By Andrew M. Moskowitz, Esq.

In a recent case, Powell v. Wachovia Corp. et al., Docket No. A-1727-10T4 (App. Div. Apr. 9, 2012), a panel of the New Jersey Appellate Division reversed a $3.6 million verdict in favor of a former employee of Wachovia Insurance.  The former employee, James Powell, had claimed that Wachovia had fired him in retaliation for his objecting to Wachovia’s plan to change his and others’ commission percentages.  Powell had alleged that his termination violated the Conscientious Employee Protection Act (CEPA), N.J.S.A. 34:19-1 to -14.  However, the appellate court held that, even accepting Powell’s allegations as true, this matter was a mere contractual dispute and that Powell had not demonstrated that he reasonably believed Wachovia’s conduct was fraudulent or in violation of the law.  Accordingly, the appellate court reversed the jury verdict and directed the lower court to dismiss the complaint with prejudice.

Powell began his job as a benefits producer in 1993.  His job involved marketing employee benefits plans such as health, life, and disability insurance to small and medium-size employers.  For approximately thirteen years, his compensation plan was that he would receive 50% of every dollar of commissions that he generated.  However, in early 2006, Wachovia sought to dramatically alter this formula so that Powell and other benefits producers would receive as little as 10% of the commission revenue.

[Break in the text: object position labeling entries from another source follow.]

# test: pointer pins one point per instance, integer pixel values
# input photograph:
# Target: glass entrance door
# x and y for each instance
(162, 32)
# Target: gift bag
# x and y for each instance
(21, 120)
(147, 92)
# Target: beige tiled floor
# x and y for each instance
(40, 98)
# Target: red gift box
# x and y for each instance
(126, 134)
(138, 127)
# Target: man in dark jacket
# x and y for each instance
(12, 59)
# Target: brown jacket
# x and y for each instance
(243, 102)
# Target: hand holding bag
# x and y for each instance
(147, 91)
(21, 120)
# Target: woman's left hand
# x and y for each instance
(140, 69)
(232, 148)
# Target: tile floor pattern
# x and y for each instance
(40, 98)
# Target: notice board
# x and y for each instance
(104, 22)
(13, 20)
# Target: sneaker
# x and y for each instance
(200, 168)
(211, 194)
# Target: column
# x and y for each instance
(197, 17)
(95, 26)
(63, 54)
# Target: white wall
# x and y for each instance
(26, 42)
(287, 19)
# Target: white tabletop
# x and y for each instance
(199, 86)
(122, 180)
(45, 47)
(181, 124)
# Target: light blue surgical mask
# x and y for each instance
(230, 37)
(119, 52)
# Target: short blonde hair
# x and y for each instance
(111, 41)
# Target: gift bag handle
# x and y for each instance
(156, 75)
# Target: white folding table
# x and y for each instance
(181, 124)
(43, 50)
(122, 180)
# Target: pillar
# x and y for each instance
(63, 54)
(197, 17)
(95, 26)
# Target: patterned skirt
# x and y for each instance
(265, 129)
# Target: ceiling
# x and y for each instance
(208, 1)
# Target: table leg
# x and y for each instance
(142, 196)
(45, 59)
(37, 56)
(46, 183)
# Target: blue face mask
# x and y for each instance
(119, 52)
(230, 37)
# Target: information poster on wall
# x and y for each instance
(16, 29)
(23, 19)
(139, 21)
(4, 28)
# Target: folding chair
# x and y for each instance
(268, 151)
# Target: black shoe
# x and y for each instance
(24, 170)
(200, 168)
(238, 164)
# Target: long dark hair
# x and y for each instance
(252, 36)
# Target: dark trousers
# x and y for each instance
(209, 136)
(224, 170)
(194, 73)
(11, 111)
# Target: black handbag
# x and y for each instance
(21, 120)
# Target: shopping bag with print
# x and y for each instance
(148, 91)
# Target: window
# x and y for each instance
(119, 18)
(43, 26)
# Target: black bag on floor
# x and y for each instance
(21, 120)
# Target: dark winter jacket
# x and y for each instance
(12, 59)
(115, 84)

In response, Powell and four other colleagues retained an attorney, who wrote a letter at the end of March 2006 objecting to this proposed new compensation plan.  Ultimately, the parties compromised and agreed to a “a ‘60/40 split’ for new business … and a ‘70/30 [split] for renewals…”  Six months later, Powell and seven other individuals were terminated, purportedly for viewing pornographic emails in violation of Wachovia’s company policy.

The Court noted that, to establish a whistleblower claim under CEPA, a plaintiff must demonstrate either that 1) he or she reasonably believed that the employer’s conduct violated either a law, rule, or regulation promulgated pursuant to law, or a clear mandate of public policy, or 2) he or she reasonably believed the employer’s conduct was fraudulent or criminal.

In reversing the jury verdict in favor of Powell, the Court found that Powell had not demonstrated a reasonable belief that Wachovia’s conduct was fraudulent, deceptive or unlawful.  Rather, as articulated by his attorney at the end of March 2006, Powell believed only that Wachovia had breached his and his colleagues’ contractual right to certain commission percentages.  The Court therefore concluded that, “at its core all that was at stake was a contract dispute,” and that such a dispute “cannot be elevated, as a matter of law, to a CEPA springboard for damages.”

Although it is an unpublished opinion and therefore is not technically binding upon New Jersey courts, the Powell opinion is consistent with New Jersey precedent that private contractual disputes do not give rise to CEPA claims.  See, e.g., Maw v. Advanced Clinical Communications, Inc., 179 N.J. 439 (2004) (New Jersey Supreme Court held that employee fired for refusing to sign restrictive covenant did not state a claim under CEPA).